Eamonn Reading

Multidrug resistance is a serious barrier to successful treatment of many human diseases, including cancer, wherein chemotherapeutics are exported from target cells by membrane-embedded pumps. The most prevalent of these pumps, the ATP-Binding Cassette transporter P-glycoprotein (P-gp), consists of two homologous halves each comprising one nucleotide-binding domain and six transmembrane helices. The transmembrane region encapsulates a hydrophobic cavity, accessed by portals in the membrane, that binds cytotoxic compounds as well as lipids and peptides. Here we use mass spectrometry (MS) to probe the intact P-gp small molecule-bound complex in a detergent micelle. Activation in the gas phase leads to formation of ions, largely devoid of detergent, yet retaining drug molecules as well as charged or zwitterionic lipids. Measuring the rates of lipid binding and calculating apparent KD values shows that up to six negatively charged diacylglycerides bind more favorably than zwitterionic lipids. Similar experiments confirm binding of cardiolipins and show that prior binding of the immunosuppressant and antifungal antibiotic cyclosporin A enhances subsequent binding of cardiolipin. Ion mobility MS reveals that P-gp exists in an equilibrium between different states, readily interconverted by ligand binding. Overall these MS results show how concerted small molecule binding leads to synergistic effects on binding affinities and conformations of a multidrug efflux pump.
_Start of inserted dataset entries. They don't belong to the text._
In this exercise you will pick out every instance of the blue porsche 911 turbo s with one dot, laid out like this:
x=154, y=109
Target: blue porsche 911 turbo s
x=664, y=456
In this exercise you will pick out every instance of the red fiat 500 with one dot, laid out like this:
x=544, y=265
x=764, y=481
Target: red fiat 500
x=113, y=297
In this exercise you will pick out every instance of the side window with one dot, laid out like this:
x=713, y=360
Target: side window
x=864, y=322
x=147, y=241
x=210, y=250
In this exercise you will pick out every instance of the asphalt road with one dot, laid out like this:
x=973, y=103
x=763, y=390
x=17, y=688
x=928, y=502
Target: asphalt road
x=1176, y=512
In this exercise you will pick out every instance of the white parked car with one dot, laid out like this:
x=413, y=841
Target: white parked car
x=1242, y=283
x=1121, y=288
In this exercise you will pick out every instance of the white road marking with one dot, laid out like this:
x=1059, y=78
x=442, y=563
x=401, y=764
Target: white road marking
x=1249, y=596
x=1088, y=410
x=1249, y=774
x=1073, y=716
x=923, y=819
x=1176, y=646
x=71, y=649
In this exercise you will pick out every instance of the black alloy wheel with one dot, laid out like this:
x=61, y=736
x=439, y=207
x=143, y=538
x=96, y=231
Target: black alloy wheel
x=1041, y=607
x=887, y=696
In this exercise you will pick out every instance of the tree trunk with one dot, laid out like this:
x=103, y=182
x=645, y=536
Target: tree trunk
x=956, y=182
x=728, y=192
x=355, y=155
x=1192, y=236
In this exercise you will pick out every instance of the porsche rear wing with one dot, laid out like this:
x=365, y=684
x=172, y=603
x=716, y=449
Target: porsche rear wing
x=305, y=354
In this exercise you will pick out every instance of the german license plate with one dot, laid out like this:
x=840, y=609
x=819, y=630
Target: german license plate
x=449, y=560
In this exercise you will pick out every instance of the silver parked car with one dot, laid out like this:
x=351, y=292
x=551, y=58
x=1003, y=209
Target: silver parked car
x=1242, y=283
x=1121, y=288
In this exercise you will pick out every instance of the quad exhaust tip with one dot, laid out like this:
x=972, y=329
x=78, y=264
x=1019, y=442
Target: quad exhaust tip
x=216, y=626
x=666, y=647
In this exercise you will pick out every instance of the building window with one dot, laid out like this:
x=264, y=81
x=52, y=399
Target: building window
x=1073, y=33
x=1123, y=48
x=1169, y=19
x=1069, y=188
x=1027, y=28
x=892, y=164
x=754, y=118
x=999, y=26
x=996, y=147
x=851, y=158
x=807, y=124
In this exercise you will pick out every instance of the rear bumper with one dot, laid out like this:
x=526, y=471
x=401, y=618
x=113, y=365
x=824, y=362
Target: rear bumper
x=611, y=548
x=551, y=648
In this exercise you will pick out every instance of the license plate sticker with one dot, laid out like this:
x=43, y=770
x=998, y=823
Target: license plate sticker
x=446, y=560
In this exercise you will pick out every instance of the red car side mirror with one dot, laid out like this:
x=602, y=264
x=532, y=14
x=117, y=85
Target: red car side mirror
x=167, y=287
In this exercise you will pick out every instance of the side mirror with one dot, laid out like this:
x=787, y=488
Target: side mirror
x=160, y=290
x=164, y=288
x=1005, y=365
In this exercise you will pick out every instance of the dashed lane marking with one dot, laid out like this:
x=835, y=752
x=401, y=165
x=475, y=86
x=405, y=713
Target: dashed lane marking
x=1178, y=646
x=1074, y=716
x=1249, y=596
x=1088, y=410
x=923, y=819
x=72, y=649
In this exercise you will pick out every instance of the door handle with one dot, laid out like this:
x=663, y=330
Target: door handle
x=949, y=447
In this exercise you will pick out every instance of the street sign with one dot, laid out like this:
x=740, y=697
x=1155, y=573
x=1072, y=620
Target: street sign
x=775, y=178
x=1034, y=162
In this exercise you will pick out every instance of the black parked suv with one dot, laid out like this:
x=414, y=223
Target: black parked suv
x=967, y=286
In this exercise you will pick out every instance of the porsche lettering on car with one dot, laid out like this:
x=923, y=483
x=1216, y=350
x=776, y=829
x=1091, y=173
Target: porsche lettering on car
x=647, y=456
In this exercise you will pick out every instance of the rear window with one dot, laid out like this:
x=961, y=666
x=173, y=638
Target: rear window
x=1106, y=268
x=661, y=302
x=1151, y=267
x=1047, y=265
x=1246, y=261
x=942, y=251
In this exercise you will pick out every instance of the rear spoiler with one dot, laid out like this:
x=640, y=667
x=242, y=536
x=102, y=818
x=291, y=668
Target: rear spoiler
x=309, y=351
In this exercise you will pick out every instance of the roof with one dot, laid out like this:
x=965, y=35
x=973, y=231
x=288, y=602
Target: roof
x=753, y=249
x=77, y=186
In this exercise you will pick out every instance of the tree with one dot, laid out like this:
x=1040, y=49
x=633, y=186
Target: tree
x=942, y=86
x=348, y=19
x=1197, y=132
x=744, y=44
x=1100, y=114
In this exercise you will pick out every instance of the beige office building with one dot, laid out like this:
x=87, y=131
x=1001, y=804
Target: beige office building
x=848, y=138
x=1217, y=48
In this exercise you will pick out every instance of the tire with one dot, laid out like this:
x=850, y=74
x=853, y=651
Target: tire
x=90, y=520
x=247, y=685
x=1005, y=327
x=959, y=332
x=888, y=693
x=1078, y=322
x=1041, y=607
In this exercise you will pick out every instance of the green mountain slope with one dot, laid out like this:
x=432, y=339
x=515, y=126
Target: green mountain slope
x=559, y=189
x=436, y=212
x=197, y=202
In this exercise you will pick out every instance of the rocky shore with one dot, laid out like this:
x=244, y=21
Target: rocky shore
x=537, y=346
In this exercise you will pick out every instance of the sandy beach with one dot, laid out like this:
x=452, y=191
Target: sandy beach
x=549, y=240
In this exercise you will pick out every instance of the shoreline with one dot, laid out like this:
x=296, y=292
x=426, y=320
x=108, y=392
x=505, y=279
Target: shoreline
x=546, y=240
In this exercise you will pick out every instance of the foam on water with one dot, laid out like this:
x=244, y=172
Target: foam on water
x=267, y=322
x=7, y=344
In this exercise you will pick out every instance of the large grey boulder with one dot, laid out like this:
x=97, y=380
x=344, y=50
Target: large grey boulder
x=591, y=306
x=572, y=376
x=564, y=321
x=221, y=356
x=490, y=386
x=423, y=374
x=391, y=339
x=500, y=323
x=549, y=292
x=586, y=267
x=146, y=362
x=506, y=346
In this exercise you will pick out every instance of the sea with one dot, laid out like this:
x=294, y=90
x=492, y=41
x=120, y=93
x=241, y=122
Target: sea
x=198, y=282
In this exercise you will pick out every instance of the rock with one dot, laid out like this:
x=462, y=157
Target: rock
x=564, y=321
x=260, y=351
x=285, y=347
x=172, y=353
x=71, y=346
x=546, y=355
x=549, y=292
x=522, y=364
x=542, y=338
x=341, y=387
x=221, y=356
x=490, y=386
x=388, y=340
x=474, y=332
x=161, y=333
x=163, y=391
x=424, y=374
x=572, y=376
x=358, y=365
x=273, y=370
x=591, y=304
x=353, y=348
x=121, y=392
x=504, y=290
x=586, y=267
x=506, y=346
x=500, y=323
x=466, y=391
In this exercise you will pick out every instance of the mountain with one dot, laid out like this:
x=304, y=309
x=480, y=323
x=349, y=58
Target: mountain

The effects of protein-ligand interactions on protein stability are typically monitored by a number of established solution-phase assays. Few translate readily to membrane proteins. We have developed an ion-mobility mass spectrometry approach, which discerns ligand binding to both soluble and membrane proteins directly via both changes in mass and ion mobility, and assesses the effects of these interactions on protein stability through measuring resistance to unfolding. Protein unfolding is induced through collisional activation, which causes changes in protein structure and consequently gas-phase mobility. This enables detailed characterization of the ligand-binding effects on the protein with unprecedented sensitivity. Here we describe the method and software required to extract from ion mobility data the parameters that enable a quantitative analysis of individual binding events. This methodology holds great promise for investigating biologically significant interactions between membrane proteins and both drugs and lipids that are recalcitrant to characterization by other means.